Changes in the metabolites between S3 and S4

Of the 26 differentially expressed metabolites between S3 and S4 (Fig. 7c), ten were up-regulated and 16 were decreased. Except for organic acids, amino acids, flavonoids and phenylpropanoids, the number of metabolites decreased more than increased. Thiamine, luteolin 3',7-di-O-glucoside, C-hexosyl-isorhamnetin O-hexoside, C-hexosyl-luteolin O-feruloylpentoside, cocamidopropyl betaine, pantothenol, 8-hydroxyguanosine, tangeretin, oxalic acid and docosanoic acid decreased significantly, while 4-O-caffeoyl quinic acid, chlorogenic acid methyl ester, 2-(formylamino) benzoic acid, 6-hydroxydaidzein, engeletin, myricitrin, kaempferin, tricin 7-O-hexosyl-O-hexoside, tricin 7-O-β-guaiacylglycerol, 5-methylcytosine, coumestrol, angelicin and γ-Glu-Cys increased obviously.

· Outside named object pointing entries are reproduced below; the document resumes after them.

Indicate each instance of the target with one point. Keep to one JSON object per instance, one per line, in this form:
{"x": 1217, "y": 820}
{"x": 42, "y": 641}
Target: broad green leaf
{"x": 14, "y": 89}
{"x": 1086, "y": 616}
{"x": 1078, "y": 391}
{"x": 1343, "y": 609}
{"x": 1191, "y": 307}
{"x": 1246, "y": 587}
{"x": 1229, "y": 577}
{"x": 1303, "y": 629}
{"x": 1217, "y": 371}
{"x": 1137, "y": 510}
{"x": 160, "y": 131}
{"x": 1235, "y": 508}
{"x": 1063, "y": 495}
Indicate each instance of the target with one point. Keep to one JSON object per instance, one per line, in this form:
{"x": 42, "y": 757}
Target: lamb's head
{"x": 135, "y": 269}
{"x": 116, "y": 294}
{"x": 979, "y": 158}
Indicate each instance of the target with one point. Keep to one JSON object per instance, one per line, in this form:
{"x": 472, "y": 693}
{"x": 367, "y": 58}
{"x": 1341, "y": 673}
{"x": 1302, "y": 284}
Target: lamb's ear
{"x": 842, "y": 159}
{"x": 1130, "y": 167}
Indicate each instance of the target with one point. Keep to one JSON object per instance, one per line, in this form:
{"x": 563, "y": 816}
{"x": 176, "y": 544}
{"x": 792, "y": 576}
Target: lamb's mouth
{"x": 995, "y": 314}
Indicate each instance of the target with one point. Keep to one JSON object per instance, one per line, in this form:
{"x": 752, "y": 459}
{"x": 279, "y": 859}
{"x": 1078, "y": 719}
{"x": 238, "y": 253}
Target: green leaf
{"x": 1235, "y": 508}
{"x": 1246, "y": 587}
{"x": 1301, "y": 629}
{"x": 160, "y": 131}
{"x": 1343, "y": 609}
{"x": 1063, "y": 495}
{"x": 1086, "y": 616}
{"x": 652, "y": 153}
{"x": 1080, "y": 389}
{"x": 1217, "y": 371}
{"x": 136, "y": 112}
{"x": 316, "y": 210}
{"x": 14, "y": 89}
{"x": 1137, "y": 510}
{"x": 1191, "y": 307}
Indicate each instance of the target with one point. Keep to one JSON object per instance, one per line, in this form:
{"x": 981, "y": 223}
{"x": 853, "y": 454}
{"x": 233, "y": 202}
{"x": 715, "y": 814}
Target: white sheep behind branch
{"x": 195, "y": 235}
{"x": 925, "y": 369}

Changes in the metabolites between S4 and S5

Of the 95 differentially expressed metabolites between S4 and S5 (Fig. 7d), 58 were increased and 37 were decreased. During the drying process, the change in flavonoids was the most significant, with 22 increasing and eight decreasing. Among the phenylpropanoids, four increased and 11 decreased. Additionally, there were five increased and one decreased organic acid and their derivatives during this process. Heat treatments may induce the release of natural organic acids, resulting in increased acidity^[34]. Therefore, during the drying process, the increase in the organic acids and derivatives may be due to the heat treatment. Additionally, five kinds of lipids showed either significant increases or no significant reductions during this process. Under heat–acid stress, chlorophyll is destroyed and lipid levels increase^[32].

Changes in the metabolites between S1 and S5

In the comparison of each stage, the metabolites with significant changes between S1 and S5 were the most, regardless of whether they decreased or increased. The expression levels of 210 metabolites were significantly increased and 96 metabolites were clearly decreased. The significantly increased metabolites are mainly concentrated in amino acids and derivatives, flavonoids and lipids, and metabolites such as organic acids and derivatives, nucleotide and derivatives, anthocyanins and phenylpropanoids mainly decreased.

Our UPLC–QQQ-MS–based metabolomics analyses showed that the most striking changes in metabolites were observed at the spreading and fixation stages. A total of 898 compounds were extracted from five tea processing stages. During the spreading, fixation, rolling and drying processes, 127, 150, 26 and 95 kinds of metabolites, respectively, were significantly different. Among the 898 compounds detected in this study, notable variations were associated with changes in lipids, organic acids and their derivatives, flavonoids, nucleotides and their derivatives, amino acids and their derivatives, and phenylpropanoids, which potentially contribute to tea color and aroma quality. This study offers an overview of the variations in the tea metabolome during green tea processing. The results form the basis for future investigations that aim to enhance the sensory qualities, nutritional value and pharmaceutical properties of stir-fried green tea.